La plastique, le bruit et la stupeur
Présidant d’entrée l’atmosphère âpre, la composition sonore de Thomas Turine est construite de sursauts, de bruits fracturés, sur un long grésillement bouclé de vieux vinyles. Les spectres maigres apparaissent au bout de leurs couloirs, tous cloisonnés, aux contacts impossibles. Les corps sont transpercés de mouvements brisés, d’actions où se mélangent le chaos, la répétition et les fluidités sensuelles déconcertantes. On tressaille plusieurs fois, de surprise, d’effroi, d’hypnose.

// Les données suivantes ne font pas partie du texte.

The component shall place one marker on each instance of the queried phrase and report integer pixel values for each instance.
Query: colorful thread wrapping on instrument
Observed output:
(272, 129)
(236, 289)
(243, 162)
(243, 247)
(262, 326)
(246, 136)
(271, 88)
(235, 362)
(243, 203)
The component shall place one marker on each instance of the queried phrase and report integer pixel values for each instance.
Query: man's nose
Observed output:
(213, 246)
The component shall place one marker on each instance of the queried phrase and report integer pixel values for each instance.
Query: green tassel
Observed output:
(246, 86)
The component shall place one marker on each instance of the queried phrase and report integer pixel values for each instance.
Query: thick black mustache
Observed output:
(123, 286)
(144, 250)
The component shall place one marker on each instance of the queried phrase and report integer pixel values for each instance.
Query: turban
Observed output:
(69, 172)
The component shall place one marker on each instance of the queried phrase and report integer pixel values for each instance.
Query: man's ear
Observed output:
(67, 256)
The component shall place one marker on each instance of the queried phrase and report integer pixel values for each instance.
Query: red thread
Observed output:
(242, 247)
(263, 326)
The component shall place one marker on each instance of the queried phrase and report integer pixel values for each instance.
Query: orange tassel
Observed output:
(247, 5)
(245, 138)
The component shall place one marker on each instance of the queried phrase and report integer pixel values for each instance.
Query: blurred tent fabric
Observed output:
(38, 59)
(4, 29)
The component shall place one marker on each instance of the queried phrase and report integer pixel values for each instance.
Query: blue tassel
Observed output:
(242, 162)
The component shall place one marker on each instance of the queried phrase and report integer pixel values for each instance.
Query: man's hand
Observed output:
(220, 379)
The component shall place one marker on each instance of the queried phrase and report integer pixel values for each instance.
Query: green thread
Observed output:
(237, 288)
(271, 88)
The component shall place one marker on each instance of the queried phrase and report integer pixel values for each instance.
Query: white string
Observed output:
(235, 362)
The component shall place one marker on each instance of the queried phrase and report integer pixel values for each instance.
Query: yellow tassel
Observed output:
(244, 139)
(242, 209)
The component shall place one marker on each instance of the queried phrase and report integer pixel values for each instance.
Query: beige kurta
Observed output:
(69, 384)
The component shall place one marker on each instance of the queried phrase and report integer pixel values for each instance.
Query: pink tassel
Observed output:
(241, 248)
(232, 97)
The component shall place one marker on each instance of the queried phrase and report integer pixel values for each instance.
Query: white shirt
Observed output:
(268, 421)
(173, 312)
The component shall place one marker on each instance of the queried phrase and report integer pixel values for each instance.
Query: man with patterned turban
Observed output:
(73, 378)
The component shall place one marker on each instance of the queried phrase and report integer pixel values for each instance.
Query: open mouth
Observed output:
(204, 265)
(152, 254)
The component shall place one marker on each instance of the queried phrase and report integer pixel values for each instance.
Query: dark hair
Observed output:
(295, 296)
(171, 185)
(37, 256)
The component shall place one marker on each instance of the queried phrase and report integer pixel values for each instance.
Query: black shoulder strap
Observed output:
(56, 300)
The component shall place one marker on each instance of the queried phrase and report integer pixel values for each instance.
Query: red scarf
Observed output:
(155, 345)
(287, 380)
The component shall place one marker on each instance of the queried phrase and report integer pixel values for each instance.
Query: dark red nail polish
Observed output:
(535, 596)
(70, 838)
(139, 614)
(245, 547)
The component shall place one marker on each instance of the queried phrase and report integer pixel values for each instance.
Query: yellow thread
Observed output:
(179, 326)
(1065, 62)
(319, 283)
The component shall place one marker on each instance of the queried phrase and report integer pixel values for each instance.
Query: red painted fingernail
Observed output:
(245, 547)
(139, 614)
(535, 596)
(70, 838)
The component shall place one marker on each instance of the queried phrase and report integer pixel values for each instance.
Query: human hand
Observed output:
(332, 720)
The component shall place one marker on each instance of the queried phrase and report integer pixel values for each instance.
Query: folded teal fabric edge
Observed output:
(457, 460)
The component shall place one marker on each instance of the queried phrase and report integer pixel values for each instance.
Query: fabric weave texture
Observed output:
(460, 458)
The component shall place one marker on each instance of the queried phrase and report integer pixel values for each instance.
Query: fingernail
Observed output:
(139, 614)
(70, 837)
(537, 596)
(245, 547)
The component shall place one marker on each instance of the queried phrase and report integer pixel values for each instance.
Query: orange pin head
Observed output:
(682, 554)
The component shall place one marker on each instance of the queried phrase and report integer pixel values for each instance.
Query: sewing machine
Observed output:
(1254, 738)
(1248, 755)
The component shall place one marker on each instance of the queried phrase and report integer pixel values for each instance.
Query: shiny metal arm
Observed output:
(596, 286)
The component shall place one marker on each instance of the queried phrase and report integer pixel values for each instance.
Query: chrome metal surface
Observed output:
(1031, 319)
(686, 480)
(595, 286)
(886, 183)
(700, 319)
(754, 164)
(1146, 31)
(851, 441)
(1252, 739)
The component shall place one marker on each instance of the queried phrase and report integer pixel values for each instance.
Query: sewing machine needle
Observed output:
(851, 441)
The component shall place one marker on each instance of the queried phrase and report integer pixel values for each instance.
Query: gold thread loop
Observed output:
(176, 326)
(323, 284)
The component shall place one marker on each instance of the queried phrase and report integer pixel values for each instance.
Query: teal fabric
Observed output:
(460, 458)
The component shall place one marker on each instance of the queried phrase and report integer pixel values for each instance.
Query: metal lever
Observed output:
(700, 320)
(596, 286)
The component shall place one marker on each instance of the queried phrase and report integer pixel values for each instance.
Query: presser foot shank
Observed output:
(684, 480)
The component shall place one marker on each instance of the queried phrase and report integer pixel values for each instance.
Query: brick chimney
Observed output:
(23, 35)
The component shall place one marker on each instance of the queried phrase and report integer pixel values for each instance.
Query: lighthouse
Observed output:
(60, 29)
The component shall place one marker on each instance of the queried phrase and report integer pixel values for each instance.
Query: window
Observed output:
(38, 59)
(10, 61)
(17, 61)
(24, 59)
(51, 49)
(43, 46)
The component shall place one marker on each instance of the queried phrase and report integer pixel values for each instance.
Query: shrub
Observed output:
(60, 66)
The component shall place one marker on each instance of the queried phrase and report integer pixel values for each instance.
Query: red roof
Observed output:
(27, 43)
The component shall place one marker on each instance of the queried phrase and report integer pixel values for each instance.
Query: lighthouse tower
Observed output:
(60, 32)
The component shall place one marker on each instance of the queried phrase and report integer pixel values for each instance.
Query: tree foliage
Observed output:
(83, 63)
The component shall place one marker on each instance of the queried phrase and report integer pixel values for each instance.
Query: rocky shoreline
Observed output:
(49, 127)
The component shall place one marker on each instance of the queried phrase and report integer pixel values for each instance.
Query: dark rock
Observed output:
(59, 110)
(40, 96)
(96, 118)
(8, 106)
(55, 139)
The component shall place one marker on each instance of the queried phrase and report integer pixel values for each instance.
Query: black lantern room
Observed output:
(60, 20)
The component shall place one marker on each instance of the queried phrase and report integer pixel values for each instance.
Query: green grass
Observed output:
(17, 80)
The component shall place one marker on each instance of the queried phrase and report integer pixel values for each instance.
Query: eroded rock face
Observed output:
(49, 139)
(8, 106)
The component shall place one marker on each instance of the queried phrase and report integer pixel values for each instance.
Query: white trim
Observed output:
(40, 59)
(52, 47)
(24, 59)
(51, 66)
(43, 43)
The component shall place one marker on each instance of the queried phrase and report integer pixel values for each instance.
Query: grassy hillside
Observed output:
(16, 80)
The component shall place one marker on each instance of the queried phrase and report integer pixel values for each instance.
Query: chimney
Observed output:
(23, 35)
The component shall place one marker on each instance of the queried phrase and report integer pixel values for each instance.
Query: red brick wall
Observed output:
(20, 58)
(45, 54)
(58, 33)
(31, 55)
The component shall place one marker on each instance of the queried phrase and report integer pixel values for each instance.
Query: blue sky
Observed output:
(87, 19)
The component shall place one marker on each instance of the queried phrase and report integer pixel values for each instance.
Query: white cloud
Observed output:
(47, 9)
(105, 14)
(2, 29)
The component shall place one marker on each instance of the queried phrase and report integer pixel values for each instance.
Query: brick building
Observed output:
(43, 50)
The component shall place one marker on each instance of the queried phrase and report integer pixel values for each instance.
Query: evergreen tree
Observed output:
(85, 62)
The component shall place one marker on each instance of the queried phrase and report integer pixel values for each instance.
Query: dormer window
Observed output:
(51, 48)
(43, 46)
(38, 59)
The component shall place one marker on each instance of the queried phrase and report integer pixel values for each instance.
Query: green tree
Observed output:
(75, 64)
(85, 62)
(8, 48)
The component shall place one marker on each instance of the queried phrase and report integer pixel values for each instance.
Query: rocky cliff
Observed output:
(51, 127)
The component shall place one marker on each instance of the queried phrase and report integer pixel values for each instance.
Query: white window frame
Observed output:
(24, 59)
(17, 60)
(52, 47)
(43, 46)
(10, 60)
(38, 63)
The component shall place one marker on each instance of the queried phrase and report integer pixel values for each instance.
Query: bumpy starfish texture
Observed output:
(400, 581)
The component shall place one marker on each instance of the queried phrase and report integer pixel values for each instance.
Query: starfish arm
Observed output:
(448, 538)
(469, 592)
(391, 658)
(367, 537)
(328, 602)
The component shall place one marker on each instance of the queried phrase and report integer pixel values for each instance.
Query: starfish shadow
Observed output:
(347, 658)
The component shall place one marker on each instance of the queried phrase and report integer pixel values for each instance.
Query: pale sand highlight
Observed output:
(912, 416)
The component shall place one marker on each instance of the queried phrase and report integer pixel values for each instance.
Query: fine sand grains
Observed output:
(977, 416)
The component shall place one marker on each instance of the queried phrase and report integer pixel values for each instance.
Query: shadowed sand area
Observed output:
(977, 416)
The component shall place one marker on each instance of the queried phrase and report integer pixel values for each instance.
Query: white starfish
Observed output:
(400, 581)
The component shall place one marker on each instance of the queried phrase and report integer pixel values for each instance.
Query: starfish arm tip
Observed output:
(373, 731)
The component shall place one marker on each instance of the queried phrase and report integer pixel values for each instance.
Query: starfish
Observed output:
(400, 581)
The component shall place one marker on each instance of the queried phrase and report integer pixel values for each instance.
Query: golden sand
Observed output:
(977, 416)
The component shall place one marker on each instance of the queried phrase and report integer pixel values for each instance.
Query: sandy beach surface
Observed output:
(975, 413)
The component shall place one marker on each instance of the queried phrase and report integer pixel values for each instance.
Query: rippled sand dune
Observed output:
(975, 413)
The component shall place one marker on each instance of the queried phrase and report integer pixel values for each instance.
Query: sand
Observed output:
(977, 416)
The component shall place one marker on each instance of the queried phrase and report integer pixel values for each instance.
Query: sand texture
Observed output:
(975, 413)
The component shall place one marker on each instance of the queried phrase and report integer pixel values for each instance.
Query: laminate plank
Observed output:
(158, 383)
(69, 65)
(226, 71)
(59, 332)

Les superbes costumes de Jackye Fauconnier sont propices aux métamorphoses des personnages tout en soulignant toujours la sècheresse de leurs muscles. Leur nudité n’est jamais loin. Les coiffes improbables semblent sortir de temps oubliés, baroques, médiévaux et modernes à la fois. On découvre toute l’iconographie d’êtres qui n’existent que dans les interstices entre le temps, l’espace et notre imagination conquise. On entend Eraserhead. On pense au Pape de Francis Bacon, à Nightbreed de Clive Barker ou à Pinhead dans Hellraiser.
Contraintes et tentions
En avril 2020, à l’heure des répétitions, alors que la pandémie obligeait au respect des règles sanitaires, Patrick Bonté et Nicole Mossoux ont décidé de changer le dispositif scénique pour mettre les danseurs à distances. L’enjeu est devenu autre et le plateau découpé différemment. La contrainte des interactions impossibles a obligé le spectacle à une représentation basée sur des codes stricts. Ce nouveau carcan contraignant les a poussés à trouver des solutions, à changer le langage des corps devenus solitaires. Une recherche impérieuse menée sans demi-mesure, sans ménagement. Il en résulte un spectacle radical où la tension est palpable de la première à la dernière seconde.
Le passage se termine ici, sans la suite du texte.